"There is a sense (in Moscow) that Russia is winning diplomatic terrain back," says Fyodor Lukyanov, editor of Russia in Global Affairs, a leading Moscow foreign policy journal.
"Since early summer, after Kofi Annan resigned and everyone said diplomacy has run its course, Russia has maintained a low profile," he says. "But now Russia is reviving its efforts. It's become clear that the Syrian opposition cannot win. However weak Assad is, his regime is still strong and capable.... So, now, Russia is back and saying we might try again at looking for a peaceful settlement."
At last weekend's Asia-Pacific Economic Cooperation summit, Russian President Vladimir Putin tried to convince US Secretary of State Hillary Clinton to revisit the Geneva plan, and she appeared to rebuff him.
"We have to be realistic. We haven't seen eye-to-eye [with the Russians] on Syria," Ms. Clinton told journalists at APEC. "That may continue. And if it does continue then we will work with like-minded states to support the Syrian opposition to hasten the day when Assad falls."

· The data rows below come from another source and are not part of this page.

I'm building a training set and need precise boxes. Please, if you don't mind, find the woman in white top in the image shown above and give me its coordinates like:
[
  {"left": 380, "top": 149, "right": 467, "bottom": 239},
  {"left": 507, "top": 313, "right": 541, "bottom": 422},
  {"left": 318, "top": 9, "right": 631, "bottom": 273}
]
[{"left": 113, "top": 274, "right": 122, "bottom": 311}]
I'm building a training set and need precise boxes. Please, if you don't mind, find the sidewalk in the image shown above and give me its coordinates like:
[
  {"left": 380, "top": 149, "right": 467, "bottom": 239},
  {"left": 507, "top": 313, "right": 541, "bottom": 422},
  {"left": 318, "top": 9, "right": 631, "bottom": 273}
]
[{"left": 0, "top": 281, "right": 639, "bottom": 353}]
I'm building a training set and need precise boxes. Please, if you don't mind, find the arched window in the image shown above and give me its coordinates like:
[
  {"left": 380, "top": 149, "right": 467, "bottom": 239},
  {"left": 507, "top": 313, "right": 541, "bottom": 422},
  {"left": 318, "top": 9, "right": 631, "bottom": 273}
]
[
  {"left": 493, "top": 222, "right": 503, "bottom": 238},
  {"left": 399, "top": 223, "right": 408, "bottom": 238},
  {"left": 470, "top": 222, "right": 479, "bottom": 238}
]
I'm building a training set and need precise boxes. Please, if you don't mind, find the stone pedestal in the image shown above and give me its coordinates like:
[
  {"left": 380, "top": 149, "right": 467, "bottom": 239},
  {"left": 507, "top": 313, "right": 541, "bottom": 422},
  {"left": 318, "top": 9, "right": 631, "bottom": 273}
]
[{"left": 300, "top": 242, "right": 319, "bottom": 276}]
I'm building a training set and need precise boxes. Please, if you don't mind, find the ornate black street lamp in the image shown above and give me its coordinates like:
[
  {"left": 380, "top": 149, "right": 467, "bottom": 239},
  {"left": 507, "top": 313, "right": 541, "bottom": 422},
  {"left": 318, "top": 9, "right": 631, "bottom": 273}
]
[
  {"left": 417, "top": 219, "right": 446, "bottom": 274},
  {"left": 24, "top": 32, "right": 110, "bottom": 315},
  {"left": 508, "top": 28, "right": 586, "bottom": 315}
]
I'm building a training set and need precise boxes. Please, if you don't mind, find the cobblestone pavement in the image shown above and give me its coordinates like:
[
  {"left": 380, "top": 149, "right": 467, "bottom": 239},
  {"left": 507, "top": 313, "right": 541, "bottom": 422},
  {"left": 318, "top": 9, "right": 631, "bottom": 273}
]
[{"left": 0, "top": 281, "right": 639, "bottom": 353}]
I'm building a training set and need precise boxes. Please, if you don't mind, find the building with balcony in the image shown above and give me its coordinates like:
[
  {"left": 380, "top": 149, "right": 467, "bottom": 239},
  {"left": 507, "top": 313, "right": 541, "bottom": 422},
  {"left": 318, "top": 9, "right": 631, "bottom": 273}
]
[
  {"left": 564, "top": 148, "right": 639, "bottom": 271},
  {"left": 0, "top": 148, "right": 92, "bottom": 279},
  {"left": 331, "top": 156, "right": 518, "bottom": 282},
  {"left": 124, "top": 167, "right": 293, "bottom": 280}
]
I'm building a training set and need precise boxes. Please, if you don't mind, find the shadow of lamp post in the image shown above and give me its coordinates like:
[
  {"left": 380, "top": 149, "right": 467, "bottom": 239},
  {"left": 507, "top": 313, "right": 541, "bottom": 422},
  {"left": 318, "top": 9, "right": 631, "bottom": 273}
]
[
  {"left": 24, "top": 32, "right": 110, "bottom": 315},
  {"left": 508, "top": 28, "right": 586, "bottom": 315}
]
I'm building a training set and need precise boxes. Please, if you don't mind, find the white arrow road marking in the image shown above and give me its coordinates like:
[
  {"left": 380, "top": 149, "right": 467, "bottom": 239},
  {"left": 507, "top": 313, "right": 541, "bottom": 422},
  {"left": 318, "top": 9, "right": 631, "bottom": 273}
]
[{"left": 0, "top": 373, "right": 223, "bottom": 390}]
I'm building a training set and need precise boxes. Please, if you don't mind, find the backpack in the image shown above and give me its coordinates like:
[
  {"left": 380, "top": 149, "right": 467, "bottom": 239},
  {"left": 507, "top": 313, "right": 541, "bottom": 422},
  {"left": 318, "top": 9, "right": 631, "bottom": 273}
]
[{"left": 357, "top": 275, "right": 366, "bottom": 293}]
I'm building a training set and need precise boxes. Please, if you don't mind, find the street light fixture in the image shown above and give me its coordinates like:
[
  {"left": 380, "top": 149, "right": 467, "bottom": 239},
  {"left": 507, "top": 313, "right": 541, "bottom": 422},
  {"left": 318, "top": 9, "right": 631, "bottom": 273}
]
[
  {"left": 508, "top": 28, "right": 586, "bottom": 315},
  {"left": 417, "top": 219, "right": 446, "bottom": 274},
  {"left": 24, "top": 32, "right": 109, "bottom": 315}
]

Moscow officially maintains that the Assad regime is too strong to overthrow, as evidenced by recent successes of the Syrian military, experts say. They also argue that, despite all the official talk of helping the rebels, there is no appetite in the West for Libya-style intervention in Syria, and that the Western public is increasingly aware of the participation of foreign jihadists and al-Qaeda linked forces among the Syrian opposition.